# Index embeddings into embedding store

# Set up

In [1]:
%load_ext autoreload
%autoreload 2

In [2]:
import os
import sys

import torch
from dotenv import load_dotenv
from loguru import logger
from pydantic import BaseModel
from qdrant_client import QdrantClient
from qdrant_client.models import Distance, PointStruct, VectorParams

import mlflow

sys.path.insert(0, "..")
load_dotenv()

True

# Controller

In [3]:
class Args(BaseModel):
    testing: bool = False
    run_name: str = "000-first-attempt"
    notebook_persist_dp: str = None
    random_seed: int = 41
    device: str = None

    top_K: int = 100
    top_k: int = 10

    embedding_dim: int = 128

    mlf_model_name: str = "item2vec"

    batch_recs_fp: str = None

    qdrant_url: str = None
    qdrant_collection_name: str = None

    def init(self):
        self.notebook_persist_dp = os.path.abspath(f"data/{self.run_name}")
        os.makedirs(self.notebook_persist_dp, exist_ok=True)
        self.batch_recs_fp = f"{self.notebook_persist_dp}/batch_recs.jsonl"

        if not (qdrant_host := os.getenv("QDRANT_HOST")):
            raise Exception(f"Environment variable QDRANT_HOST is not set.")

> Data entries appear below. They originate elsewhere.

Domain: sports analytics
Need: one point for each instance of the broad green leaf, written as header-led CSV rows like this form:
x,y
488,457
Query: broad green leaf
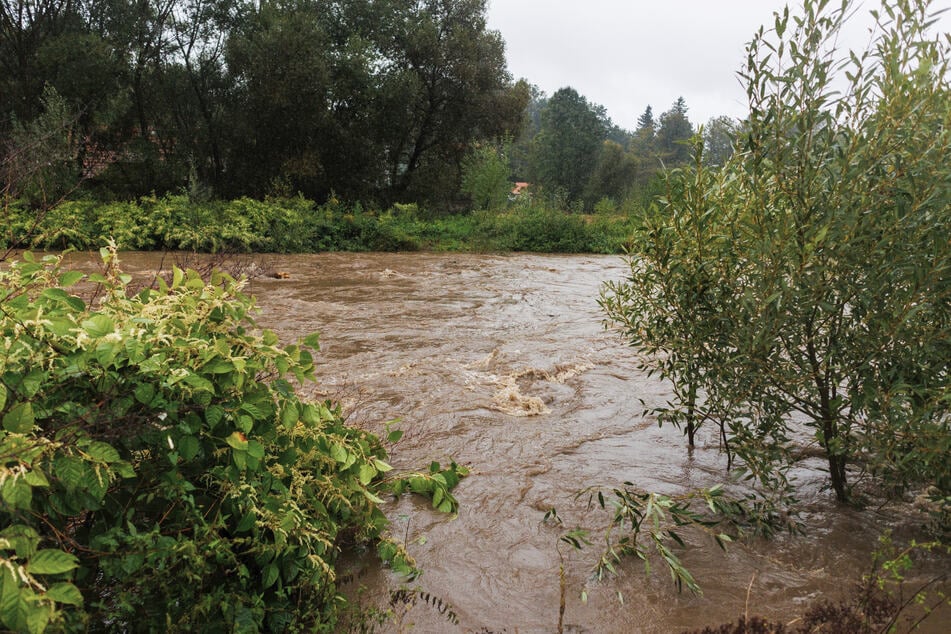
x,y
144,393
51,561
270,576
339,453
238,441
98,325
381,466
55,294
220,366
255,449
16,493
36,478
310,414
69,278
371,497
214,414
290,416
19,420
366,474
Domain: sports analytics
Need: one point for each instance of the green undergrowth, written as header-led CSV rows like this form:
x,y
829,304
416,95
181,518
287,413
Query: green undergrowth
x,y
158,469
298,225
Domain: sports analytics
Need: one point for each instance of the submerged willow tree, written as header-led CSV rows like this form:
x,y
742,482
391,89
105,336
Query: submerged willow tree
x,y
801,295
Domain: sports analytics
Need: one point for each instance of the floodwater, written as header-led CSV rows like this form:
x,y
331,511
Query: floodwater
x,y
502,363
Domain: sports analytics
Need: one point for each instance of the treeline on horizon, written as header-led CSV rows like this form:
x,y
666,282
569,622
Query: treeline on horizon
x,y
382,102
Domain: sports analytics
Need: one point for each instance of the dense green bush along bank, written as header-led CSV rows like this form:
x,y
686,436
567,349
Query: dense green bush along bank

        qdrant_port = os.getenv("QDRANT_PORT")
        self.qdrant_url = f"{qdrant_host}:{qdrant_port}"
        self.qdrant_collection_name = os.getenv("QDRANT_COLLECTION_NAME")

        return self


args = Args().init()

print(args.model_dump_json(indent=2))

{
  "testing": false,
  "run_name": "000-first-attempt",
  "notebook_persist_dp": "/Users/dvq/frostmourne/recsys-mvp/notebooks/data/000-first-attempt",
  "random_seed": 41,
  "device": null,
  "top_K": 100,
  "top_k": 10,
  "embedding_dim": 128,
  "mlf_model_name": "item2vec",
  "batch_recs_fp": "/Users/dvq/frostmourne/recsys-mvp/notebooks/data/000-first-attempt/batch_recs.jsonl",
  "qdrant_url": "localhost:6333",
  "qdrant_collection_name": "item2vec"
}


# Load model

In [4]:
mlf_client = mlflow.MlflowClient()

In [5]:
model = mlflow.pyfunc.load_model(model_uri=f"models:/{args.mlf_model_name}@champion")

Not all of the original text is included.